Formerly an architect, Dr. Calatrava went on to study civil engineering and then received a doctorate in Mechanics. His extensive formal education in both architecture and engineering gives him the ability to think from both points of view while designing a structure.

Commissioned by His Highness Shaikh Mohammad Bin Rashid Al Maktoum to design the UAE National Pavilion for the Expo 2020, Dr. Calatrava was inspired by the wings of a dove. This avian concept can be noticed in most of his projects like the Oculus in New York.

Furthermore, he won the prestigious competition to design the tallest building in Dubai, for which the foundation has been laid recently. He described it as “the most beautiful tower in Dubai”.

According to him, every city needs a landmark at the centre, and a network will emanate from that point like the petals of a flower. This creates a poetic statement that is essential for a city to become significant.

Imagine Dubai as that flower, arranging itself around the Dubai Creek Tower.

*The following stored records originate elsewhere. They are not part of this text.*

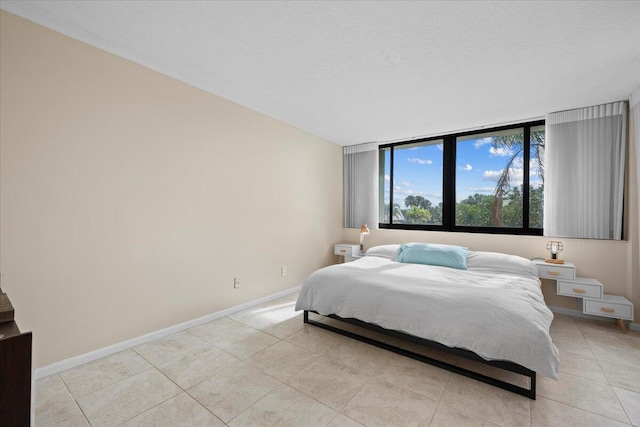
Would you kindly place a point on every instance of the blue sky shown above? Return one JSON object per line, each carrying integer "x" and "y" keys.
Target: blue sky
{"x": 418, "y": 170}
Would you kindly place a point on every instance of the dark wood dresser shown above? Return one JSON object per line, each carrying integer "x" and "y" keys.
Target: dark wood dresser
{"x": 15, "y": 369}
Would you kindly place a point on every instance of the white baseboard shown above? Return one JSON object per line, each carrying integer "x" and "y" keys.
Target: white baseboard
{"x": 72, "y": 362}
{"x": 577, "y": 313}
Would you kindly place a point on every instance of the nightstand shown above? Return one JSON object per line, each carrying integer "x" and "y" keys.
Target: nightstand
{"x": 347, "y": 251}
{"x": 594, "y": 301}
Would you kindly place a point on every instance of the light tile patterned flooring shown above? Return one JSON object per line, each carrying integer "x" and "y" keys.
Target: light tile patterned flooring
{"x": 264, "y": 367}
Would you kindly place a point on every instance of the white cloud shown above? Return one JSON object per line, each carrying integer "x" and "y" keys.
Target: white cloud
{"x": 501, "y": 152}
{"x": 481, "y": 189}
{"x": 484, "y": 141}
{"x": 420, "y": 161}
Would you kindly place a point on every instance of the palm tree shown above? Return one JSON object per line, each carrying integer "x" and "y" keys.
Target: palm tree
{"x": 513, "y": 143}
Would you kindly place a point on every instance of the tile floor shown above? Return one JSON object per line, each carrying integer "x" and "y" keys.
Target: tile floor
{"x": 264, "y": 367}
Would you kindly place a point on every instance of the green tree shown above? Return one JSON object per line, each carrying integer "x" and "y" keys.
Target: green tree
{"x": 436, "y": 214}
{"x": 475, "y": 211}
{"x": 417, "y": 215}
{"x": 514, "y": 144}
{"x": 419, "y": 201}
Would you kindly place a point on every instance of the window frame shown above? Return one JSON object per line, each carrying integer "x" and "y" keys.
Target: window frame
{"x": 449, "y": 183}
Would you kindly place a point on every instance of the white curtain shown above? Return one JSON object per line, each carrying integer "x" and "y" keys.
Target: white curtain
{"x": 584, "y": 172}
{"x": 361, "y": 185}
{"x": 634, "y": 103}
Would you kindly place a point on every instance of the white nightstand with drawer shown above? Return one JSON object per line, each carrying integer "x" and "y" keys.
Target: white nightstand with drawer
{"x": 594, "y": 301}
{"x": 609, "y": 306}
{"x": 566, "y": 271}
{"x": 348, "y": 251}
{"x": 581, "y": 287}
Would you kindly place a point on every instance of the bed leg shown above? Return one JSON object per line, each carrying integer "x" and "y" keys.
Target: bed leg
{"x": 533, "y": 387}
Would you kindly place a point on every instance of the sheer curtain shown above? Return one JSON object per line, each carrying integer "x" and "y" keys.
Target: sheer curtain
{"x": 634, "y": 103}
{"x": 584, "y": 172}
{"x": 361, "y": 185}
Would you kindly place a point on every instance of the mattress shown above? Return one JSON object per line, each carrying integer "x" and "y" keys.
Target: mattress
{"x": 497, "y": 313}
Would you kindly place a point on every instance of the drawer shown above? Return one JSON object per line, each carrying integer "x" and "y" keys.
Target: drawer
{"x": 556, "y": 272}
{"x": 582, "y": 287}
{"x": 346, "y": 250}
{"x": 609, "y": 306}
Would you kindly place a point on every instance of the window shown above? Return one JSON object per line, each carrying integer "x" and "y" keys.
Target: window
{"x": 489, "y": 181}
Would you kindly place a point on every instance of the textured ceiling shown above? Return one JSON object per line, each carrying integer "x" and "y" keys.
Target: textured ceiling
{"x": 354, "y": 72}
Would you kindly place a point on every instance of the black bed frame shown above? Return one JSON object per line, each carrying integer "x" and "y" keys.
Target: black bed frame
{"x": 508, "y": 366}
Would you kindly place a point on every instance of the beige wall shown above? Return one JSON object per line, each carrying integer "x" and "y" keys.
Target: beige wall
{"x": 130, "y": 201}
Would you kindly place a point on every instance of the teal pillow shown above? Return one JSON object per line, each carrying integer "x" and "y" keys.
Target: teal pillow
{"x": 431, "y": 254}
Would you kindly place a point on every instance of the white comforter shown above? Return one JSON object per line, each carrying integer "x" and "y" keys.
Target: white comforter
{"x": 497, "y": 315}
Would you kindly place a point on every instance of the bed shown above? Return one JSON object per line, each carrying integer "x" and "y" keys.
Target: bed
{"x": 491, "y": 311}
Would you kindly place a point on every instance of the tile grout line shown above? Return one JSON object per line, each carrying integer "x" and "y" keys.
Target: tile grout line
{"x": 74, "y": 399}
{"x": 608, "y": 383}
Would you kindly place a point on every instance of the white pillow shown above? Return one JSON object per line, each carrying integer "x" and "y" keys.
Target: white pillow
{"x": 384, "y": 251}
{"x": 503, "y": 263}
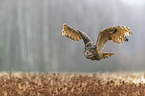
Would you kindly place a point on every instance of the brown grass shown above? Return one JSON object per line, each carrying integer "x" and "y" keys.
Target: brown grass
{"x": 74, "y": 84}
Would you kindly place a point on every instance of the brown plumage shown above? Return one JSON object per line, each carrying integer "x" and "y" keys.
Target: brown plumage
{"x": 94, "y": 51}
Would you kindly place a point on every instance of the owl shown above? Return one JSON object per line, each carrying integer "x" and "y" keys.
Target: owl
{"x": 95, "y": 51}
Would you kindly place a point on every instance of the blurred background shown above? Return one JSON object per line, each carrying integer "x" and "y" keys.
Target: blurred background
{"x": 31, "y": 40}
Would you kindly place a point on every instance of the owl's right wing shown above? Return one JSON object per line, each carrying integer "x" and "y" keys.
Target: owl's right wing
{"x": 76, "y": 35}
{"x": 117, "y": 34}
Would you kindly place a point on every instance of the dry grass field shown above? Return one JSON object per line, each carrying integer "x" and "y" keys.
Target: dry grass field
{"x": 72, "y": 84}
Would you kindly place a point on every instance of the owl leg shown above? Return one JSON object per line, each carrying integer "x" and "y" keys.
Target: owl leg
{"x": 125, "y": 39}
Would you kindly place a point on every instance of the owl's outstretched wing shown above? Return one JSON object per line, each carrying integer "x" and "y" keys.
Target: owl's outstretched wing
{"x": 117, "y": 34}
{"x": 76, "y": 35}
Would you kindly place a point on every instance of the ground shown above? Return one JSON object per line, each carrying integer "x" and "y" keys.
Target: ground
{"x": 72, "y": 84}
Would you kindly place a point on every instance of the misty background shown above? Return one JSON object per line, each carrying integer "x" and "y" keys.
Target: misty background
{"x": 31, "y": 40}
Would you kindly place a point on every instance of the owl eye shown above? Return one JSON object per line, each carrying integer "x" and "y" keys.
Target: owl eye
{"x": 87, "y": 53}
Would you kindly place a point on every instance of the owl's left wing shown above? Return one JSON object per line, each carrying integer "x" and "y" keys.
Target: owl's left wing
{"x": 117, "y": 34}
{"x": 76, "y": 35}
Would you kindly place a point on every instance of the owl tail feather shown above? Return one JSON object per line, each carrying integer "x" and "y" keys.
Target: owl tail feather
{"x": 107, "y": 55}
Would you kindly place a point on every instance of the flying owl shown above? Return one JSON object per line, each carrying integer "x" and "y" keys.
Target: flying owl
{"x": 95, "y": 51}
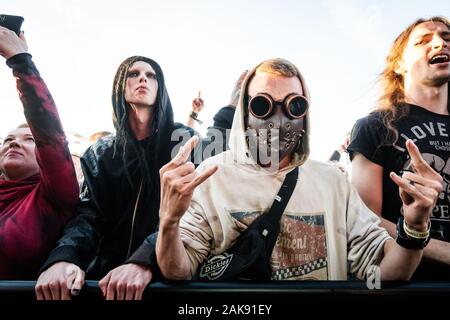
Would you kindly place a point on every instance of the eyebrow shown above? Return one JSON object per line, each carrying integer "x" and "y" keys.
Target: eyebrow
{"x": 441, "y": 33}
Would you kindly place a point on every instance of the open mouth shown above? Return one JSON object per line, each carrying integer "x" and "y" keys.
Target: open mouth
{"x": 439, "y": 58}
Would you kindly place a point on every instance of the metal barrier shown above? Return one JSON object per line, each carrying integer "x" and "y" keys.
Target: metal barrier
{"x": 189, "y": 289}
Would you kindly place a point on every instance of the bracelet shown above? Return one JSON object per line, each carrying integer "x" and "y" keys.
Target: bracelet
{"x": 194, "y": 115}
{"x": 417, "y": 234}
{"x": 409, "y": 242}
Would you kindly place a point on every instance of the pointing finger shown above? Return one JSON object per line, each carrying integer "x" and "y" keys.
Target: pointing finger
{"x": 201, "y": 178}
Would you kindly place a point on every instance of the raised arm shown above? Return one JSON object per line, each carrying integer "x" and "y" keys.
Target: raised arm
{"x": 57, "y": 171}
{"x": 419, "y": 192}
{"x": 178, "y": 181}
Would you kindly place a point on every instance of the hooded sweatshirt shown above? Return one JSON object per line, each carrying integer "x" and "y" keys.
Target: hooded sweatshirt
{"x": 326, "y": 230}
{"x": 33, "y": 211}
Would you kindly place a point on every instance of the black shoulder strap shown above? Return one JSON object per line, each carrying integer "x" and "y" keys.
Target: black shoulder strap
{"x": 270, "y": 221}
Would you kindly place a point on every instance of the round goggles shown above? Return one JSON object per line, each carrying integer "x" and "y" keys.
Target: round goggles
{"x": 262, "y": 105}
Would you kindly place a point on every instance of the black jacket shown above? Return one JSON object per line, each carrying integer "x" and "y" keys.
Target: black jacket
{"x": 111, "y": 222}
{"x": 106, "y": 230}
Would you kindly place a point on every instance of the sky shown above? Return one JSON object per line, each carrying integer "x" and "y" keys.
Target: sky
{"x": 339, "y": 46}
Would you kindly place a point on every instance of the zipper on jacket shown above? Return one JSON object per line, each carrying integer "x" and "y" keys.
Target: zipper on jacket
{"x": 134, "y": 218}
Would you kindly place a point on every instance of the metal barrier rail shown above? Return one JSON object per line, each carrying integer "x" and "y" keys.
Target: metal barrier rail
{"x": 91, "y": 290}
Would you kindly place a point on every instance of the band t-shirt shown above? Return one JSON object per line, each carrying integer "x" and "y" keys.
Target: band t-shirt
{"x": 430, "y": 132}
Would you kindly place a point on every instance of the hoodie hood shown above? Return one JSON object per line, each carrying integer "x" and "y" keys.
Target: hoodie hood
{"x": 238, "y": 144}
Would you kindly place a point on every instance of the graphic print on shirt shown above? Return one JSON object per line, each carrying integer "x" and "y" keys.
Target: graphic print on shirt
{"x": 300, "y": 252}
{"x": 432, "y": 139}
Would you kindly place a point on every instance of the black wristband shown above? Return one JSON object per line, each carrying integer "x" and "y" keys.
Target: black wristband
{"x": 407, "y": 242}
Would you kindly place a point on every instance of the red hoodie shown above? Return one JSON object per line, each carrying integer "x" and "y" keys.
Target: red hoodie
{"x": 33, "y": 211}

It doesn’t come as a surprise to us that Dubai is a city with growing ambition and an innate hunger to be iconic. Dr. Calatrava said it reminds him of his hometown in Spain – how it strived hard to become connected.

Can you see the future of Dubai?

A heated debate followed between the diverse panelists, architect Aziza Chaouni and curator Mohamed Elshahed.

What does iconic really mean?

Does a tower represent the various iconic facets of Islamic culture and architecture?

Could a city have too many iconic buildings?